The history-making ‘Saturday Night Live’ flop who blamed the writers for their failure: “They were fucking idiots”

No one likes a sore loser, but Anthony Michael Hall went beyond sore when it came to Saturday Night Live. His jealousy and bitterness was agonising.

You might see that as an ugly and uncouth characteristic, but it was worth remembering that Hall was still only a child when he started treading the boards of the acting industry. It’s an unforgiving business at the best of times, and hardly famed for its nurturing treatment of kids, so it was all too easy for him to fall into a trap of ego and jadedness.

To be fair, those pitfalls were effectively set up for the actor to walk right into, after he was spotted by John Hughes at just 13 years old and taken under the director’s wing, whether he liked it or not, to star in a three-feature streak of some of his most acclaimed 1980s films: Sixteen Candles, Weird Science, and The Breakfast Club.

But after a while, that archetype of teen movies and geeky characters understandably wore a little thin for Hall, and so he branched out. By branching out, he meant the big time. The bright lights and city glamour of being “Live from New York”. He meant Saturday Night Live. Yet despite making history as the youngest-ever cast member, at just 17 years old, sadly, the stars weren’t about to align. 

To all intents and purposes, Hall thought he had cracked the code of being a bona fide comedy actor out of the shackles of teen naivety, only for it all to come crashing down in the space of a season. He was fired after only a year on the show, though admittedly found himself in good company, as his fellow dismissed rejects included Robert Downey Jr and Joan Cusack.

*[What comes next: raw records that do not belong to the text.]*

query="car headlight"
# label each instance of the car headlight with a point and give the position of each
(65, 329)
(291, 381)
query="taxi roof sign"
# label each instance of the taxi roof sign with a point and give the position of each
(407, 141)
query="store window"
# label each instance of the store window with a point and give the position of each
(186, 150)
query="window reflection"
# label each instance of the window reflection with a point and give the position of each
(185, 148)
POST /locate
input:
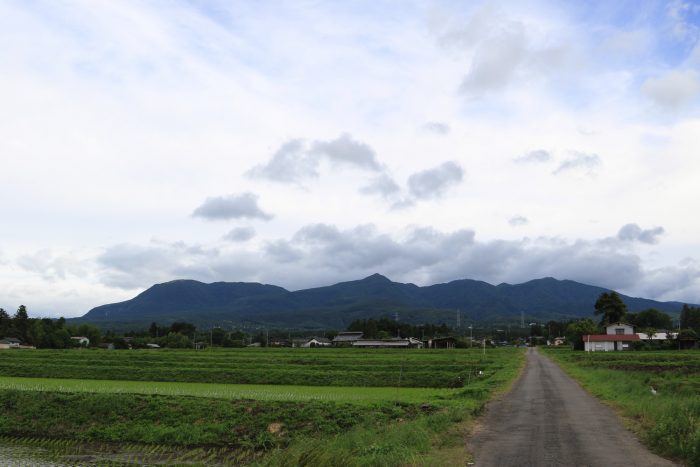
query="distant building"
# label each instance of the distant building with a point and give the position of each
(317, 342)
(395, 343)
(80, 340)
(10, 343)
(440, 343)
(344, 339)
(661, 335)
(280, 342)
(618, 336)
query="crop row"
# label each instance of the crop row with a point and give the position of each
(407, 369)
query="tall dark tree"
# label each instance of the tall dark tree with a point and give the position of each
(4, 323)
(577, 329)
(611, 307)
(690, 318)
(651, 318)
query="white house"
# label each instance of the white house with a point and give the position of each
(618, 336)
(396, 343)
(81, 341)
(9, 343)
(346, 338)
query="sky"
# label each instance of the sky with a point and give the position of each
(304, 143)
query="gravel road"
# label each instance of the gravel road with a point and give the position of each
(547, 419)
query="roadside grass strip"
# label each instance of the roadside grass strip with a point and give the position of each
(230, 391)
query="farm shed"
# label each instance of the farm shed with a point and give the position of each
(608, 342)
(441, 343)
(317, 342)
(80, 340)
(396, 343)
(618, 336)
(9, 343)
(280, 342)
(346, 338)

Even still, it was no consolation for the young star, who, for all his tender years, felt he had been robbed and saw no way forward out of this rut – so he lashed out. “They were fucking idiots,” Hall said in the aftermath.

“They had no fucking idea how to write for me. They had no affection for my abilities. They didn’t know how to write for me. I feel like I’m a talented kid and if people recognise it, that’s great.” 

While his words were cringe-inducingly precocious, he was barely 18 years old at the time he was let go from SNL in 1986. There probably isn’t a kid in the world who, if landed in that same situation, wouldn’t try to blame everybody else but themselves. Hall was clearly bruised and reeling from the snub, seeing his chance at the big leagues snatched away.

Of course, this is not to say that his firing from Saturday Night Live wasn’t at least in some way warranted. You could argue that he was just too young to take on the job of a lifetime, and any writer would have struggled to help him carve his place alongside a line of seasoned comedy professionals. It was history-making, but also a legendary mistake.

With the benefit of hindsight, Hall was able to dust himself off from the setback and move forwards as an actor, eventually getting his heart’s desire of ridding the geek glasses and stepping into more serious roles. He may look back on his SNL year with a shudder, but at the end of the day, the acting world is not a piece of child’s play.